= Deforestation in Taiwan =

Conversion of forest to non-forest for human use in Taiwan

Deforestation in Taiwan is the changes on the forested area in the island due to agriculture, urban expansion and other economy factors. In 1904–2015, Taiwan has a net annual forest area change rate of 34 km^{2}.

==History==
The major changes in forest area of Taiwan are divided into several periods.

===First period===
The earliest documented period was the first period in 1904–1950, roughly coincided with the later stage of Japanese rule in Taiwan. In 1926, 64% of Taiwan's land was covered in forest. However, many new agricultural land were created in western lowland of Taiwan.

===Second period===
The second period which in 1956–1993, which coincided with the early era of Kuomintang government, saw a sharp increase in built-up area where it consumed forest areas around major big cities and towns. In 1989, the government issued a ban on the logging of primeval forests.

===Third period===
The third period in 1995–2015, saw major afforestation made and forested land reached its peak at 67% in 2010. Most of the afforestation were made on former agricultural land.
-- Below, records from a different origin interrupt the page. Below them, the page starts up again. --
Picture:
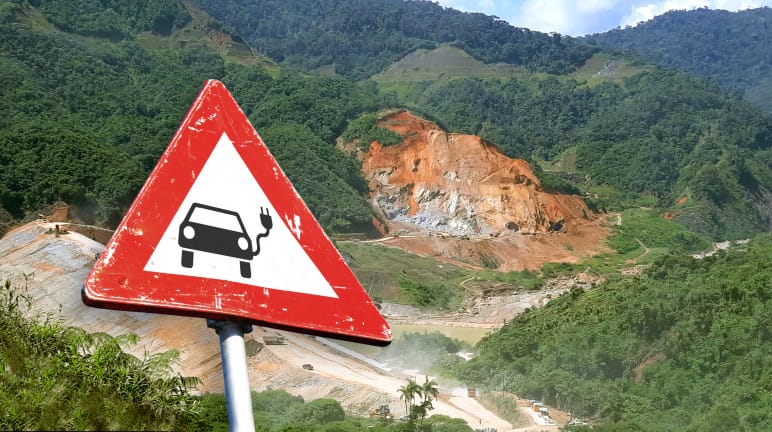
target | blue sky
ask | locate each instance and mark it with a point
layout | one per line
(580, 17)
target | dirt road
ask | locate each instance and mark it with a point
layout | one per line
(56, 266)
(332, 369)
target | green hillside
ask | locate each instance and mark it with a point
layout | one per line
(92, 92)
(686, 346)
(653, 136)
(359, 38)
(732, 48)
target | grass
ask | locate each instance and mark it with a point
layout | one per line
(444, 62)
(616, 69)
(392, 275)
(382, 270)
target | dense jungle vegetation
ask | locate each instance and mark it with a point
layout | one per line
(93, 91)
(84, 119)
(56, 377)
(730, 48)
(685, 346)
(359, 38)
(660, 135)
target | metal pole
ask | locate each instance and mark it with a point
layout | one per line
(238, 394)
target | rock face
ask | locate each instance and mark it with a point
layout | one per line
(460, 185)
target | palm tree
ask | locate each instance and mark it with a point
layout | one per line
(430, 392)
(408, 393)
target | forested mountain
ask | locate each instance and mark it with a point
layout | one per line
(359, 38)
(92, 92)
(732, 48)
(650, 133)
(685, 346)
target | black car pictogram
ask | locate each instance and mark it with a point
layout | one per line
(220, 231)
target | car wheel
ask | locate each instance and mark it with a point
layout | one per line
(246, 269)
(187, 259)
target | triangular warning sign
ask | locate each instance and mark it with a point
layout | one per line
(218, 231)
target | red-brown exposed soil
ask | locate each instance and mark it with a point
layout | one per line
(457, 198)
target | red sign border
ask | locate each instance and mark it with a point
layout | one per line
(119, 281)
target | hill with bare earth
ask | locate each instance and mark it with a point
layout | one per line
(52, 264)
(458, 198)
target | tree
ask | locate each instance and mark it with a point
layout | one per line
(408, 393)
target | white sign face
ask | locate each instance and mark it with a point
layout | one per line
(227, 229)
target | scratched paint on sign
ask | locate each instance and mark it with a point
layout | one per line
(217, 230)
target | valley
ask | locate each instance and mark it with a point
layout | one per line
(53, 261)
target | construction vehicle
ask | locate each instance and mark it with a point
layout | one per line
(274, 339)
(382, 411)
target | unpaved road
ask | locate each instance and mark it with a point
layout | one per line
(56, 266)
(342, 369)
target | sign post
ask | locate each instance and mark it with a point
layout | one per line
(238, 394)
(219, 232)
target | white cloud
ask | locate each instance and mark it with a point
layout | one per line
(645, 12)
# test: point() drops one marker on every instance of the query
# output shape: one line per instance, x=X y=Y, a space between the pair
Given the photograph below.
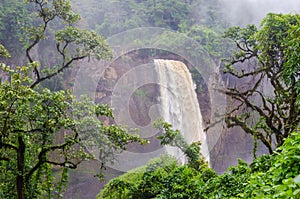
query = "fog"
x=243 y=12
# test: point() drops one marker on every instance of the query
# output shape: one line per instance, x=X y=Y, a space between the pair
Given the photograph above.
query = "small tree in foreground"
x=42 y=132
x=266 y=63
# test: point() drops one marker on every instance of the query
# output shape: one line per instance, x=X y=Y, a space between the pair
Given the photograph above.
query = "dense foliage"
x=269 y=176
x=267 y=101
x=200 y=20
x=44 y=133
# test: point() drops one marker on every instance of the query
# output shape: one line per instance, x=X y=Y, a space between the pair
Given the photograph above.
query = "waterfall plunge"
x=180 y=105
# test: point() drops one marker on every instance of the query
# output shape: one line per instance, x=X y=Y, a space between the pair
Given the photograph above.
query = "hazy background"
x=243 y=12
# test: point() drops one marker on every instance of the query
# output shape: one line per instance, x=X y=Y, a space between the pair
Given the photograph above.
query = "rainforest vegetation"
x=41 y=122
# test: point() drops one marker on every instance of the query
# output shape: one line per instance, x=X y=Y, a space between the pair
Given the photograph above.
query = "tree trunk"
x=20 y=175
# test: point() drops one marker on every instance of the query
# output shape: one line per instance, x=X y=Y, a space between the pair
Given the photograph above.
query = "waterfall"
x=179 y=103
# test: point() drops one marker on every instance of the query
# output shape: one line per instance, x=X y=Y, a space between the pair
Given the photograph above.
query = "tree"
x=45 y=133
x=266 y=65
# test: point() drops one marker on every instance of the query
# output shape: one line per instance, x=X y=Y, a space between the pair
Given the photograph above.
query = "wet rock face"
x=139 y=108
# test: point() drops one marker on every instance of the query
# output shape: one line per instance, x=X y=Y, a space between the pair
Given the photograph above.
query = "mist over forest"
x=139 y=99
x=241 y=13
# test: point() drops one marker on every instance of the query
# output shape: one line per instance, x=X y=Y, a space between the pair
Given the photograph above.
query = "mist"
x=243 y=12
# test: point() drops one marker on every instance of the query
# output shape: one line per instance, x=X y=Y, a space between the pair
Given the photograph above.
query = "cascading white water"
x=180 y=105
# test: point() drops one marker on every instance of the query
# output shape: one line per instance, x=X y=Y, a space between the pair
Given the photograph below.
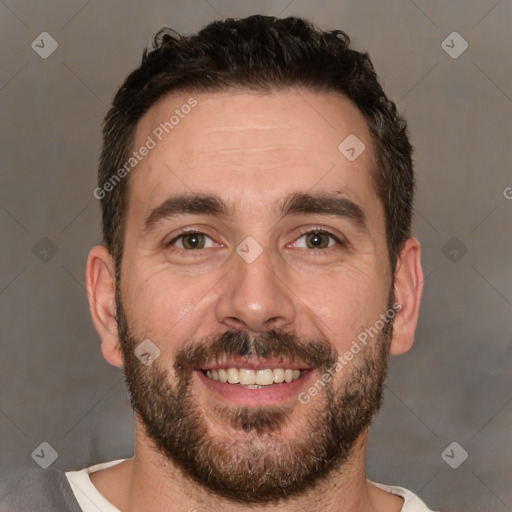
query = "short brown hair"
x=259 y=53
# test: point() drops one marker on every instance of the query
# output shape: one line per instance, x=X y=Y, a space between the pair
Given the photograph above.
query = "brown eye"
x=190 y=241
x=318 y=240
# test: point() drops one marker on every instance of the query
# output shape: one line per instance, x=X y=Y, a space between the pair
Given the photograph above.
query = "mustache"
x=313 y=352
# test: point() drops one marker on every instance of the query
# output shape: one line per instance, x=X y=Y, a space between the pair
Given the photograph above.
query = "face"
x=255 y=252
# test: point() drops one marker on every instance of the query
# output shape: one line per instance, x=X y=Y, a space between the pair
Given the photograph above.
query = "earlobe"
x=408 y=290
x=100 y=283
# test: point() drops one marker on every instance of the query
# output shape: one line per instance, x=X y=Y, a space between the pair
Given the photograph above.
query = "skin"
x=284 y=142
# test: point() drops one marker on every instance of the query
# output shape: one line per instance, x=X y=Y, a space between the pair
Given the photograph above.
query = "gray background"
x=454 y=385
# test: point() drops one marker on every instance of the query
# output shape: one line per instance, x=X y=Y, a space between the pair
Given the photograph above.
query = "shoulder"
x=411 y=502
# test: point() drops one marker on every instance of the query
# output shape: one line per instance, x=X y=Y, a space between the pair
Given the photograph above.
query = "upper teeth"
x=248 y=377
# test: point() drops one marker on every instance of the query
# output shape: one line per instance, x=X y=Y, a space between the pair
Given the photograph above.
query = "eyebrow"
x=330 y=204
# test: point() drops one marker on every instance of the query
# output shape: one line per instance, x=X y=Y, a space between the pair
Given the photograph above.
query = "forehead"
x=250 y=146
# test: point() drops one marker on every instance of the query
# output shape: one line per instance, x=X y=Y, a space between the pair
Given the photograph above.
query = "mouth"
x=255 y=383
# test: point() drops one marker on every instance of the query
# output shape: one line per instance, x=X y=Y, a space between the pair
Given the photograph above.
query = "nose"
x=255 y=296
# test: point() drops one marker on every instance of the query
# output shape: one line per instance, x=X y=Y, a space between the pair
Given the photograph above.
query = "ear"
x=101 y=287
x=408 y=290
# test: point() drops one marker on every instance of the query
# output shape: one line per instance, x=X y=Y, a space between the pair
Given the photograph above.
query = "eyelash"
x=185 y=232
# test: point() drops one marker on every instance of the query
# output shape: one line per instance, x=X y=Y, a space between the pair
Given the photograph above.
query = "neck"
x=149 y=482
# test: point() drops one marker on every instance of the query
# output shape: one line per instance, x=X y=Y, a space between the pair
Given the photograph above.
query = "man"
x=256 y=186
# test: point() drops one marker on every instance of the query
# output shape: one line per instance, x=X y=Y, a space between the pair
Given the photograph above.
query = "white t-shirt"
x=90 y=499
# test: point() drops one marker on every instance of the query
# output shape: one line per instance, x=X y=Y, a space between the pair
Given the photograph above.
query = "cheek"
x=347 y=303
x=163 y=306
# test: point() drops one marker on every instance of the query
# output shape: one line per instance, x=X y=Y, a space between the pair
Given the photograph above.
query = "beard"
x=254 y=461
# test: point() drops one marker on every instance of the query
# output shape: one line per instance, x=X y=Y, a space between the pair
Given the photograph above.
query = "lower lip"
x=268 y=395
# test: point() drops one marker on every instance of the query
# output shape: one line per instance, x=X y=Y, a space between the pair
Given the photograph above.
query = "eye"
x=191 y=240
x=318 y=239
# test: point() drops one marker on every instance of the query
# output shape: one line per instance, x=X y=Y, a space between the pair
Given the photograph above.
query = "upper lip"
x=252 y=363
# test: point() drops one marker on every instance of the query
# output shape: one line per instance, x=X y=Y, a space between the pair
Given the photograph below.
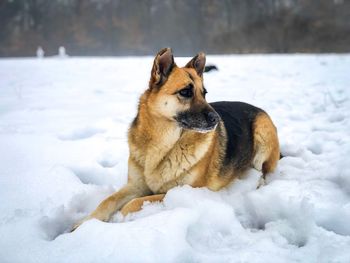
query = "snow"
x=63 y=149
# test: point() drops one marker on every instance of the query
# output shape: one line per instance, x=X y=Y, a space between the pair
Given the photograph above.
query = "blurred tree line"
x=130 y=27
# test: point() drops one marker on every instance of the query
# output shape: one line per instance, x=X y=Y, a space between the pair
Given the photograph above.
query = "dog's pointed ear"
x=197 y=63
x=162 y=66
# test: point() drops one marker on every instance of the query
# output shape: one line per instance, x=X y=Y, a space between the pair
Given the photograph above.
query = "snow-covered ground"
x=63 y=148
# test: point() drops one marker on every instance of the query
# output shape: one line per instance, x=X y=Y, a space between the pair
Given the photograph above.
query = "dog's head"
x=178 y=94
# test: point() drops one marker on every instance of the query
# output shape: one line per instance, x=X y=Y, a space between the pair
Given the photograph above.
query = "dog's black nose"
x=212 y=118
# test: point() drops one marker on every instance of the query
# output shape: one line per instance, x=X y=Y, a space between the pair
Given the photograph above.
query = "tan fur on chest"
x=170 y=158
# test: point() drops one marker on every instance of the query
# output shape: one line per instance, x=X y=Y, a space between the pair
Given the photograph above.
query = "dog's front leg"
x=115 y=202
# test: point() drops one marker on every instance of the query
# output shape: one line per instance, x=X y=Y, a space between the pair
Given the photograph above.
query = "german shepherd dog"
x=178 y=138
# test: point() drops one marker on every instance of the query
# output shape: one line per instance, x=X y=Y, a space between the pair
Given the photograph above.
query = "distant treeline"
x=130 y=27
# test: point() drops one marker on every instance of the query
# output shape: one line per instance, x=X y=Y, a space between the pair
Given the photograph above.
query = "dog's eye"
x=205 y=92
x=187 y=92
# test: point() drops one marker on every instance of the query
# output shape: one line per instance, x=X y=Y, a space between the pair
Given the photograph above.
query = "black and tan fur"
x=178 y=138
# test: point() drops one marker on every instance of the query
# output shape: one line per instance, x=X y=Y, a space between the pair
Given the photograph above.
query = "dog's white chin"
x=204 y=130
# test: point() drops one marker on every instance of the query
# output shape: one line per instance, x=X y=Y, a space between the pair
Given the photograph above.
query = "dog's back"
x=238 y=118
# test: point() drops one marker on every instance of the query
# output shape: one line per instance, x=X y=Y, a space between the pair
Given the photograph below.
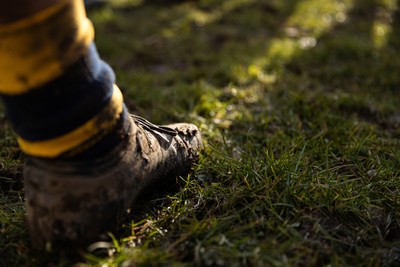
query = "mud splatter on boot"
x=72 y=203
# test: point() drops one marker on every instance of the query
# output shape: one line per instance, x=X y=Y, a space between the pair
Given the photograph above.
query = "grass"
x=298 y=101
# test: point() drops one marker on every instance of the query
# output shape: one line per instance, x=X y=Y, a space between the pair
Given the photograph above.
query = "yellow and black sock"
x=60 y=97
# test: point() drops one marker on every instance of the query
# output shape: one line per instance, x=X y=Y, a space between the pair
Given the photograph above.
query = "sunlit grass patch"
x=298 y=103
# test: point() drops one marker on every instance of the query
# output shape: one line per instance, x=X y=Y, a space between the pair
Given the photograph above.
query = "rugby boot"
x=75 y=202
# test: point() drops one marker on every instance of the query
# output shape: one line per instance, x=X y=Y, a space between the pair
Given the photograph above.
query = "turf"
x=298 y=102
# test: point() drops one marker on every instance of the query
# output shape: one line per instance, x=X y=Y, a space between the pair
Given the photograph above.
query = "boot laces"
x=155 y=129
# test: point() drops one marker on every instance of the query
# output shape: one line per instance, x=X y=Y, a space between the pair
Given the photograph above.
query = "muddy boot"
x=74 y=202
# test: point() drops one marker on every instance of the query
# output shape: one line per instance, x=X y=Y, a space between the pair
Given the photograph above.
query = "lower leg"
x=87 y=158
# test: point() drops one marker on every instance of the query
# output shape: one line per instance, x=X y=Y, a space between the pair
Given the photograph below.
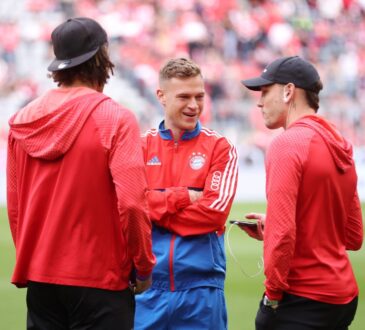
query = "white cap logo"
x=64 y=64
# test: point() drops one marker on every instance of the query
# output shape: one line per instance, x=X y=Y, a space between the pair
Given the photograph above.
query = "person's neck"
x=79 y=83
x=295 y=113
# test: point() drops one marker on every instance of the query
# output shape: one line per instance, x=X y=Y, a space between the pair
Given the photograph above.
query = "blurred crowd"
x=229 y=39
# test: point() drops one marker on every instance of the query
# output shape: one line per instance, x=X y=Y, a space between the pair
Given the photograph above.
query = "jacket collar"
x=166 y=134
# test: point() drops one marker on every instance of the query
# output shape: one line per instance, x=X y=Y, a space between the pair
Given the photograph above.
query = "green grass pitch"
x=242 y=292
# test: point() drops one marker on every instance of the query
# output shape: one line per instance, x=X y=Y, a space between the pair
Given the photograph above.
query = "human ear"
x=161 y=96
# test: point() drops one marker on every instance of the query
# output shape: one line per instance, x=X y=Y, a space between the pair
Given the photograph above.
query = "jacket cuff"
x=274 y=295
x=142 y=276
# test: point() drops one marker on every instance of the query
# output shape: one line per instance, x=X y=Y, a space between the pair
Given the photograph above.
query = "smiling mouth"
x=191 y=115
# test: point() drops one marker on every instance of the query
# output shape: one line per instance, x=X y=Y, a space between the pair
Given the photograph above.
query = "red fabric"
x=76 y=195
x=217 y=178
x=313 y=214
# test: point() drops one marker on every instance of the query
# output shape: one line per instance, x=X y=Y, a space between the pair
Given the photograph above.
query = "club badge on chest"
x=197 y=160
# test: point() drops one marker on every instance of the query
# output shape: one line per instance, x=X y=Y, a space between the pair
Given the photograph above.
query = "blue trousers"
x=198 y=308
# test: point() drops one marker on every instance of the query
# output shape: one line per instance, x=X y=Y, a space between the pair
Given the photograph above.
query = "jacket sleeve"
x=354 y=227
x=127 y=170
x=209 y=213
x=11 y=188
x=283 y=173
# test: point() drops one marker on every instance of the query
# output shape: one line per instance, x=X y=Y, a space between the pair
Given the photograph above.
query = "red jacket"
x=313 y=214
x=76 y=192
x=202 y=160
x=188 y=238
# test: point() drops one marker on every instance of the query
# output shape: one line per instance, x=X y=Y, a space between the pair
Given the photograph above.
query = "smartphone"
x=249 y=223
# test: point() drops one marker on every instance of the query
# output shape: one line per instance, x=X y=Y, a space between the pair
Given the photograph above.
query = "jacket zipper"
x=171 y=262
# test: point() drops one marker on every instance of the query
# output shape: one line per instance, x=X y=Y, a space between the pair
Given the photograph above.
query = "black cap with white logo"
x=76 y=41
x=286 y=70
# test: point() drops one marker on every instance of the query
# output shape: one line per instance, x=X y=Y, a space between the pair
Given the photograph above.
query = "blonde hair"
x=179 y=68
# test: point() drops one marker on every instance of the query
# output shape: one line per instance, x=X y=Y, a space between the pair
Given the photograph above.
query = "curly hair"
x=95 y=71
x=312 y=96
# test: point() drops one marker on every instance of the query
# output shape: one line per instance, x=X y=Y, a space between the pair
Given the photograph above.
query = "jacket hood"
x=50 y=136
x=340 y=148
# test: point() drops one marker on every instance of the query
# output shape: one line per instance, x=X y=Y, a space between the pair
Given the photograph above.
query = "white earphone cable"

Since 2008, companies, individuals and government bodies have jointly planted more than 230 km^{2} of trees. Following this period the primary challenge facing forests in Taiwan is illegal logging. Illegal logging dropped 80% from 2015 to 2025; the Forestry and Nature Conservation Agency primarily credits this to efforts made in the involvement of tribes in legal and sustainable forest based economic activities.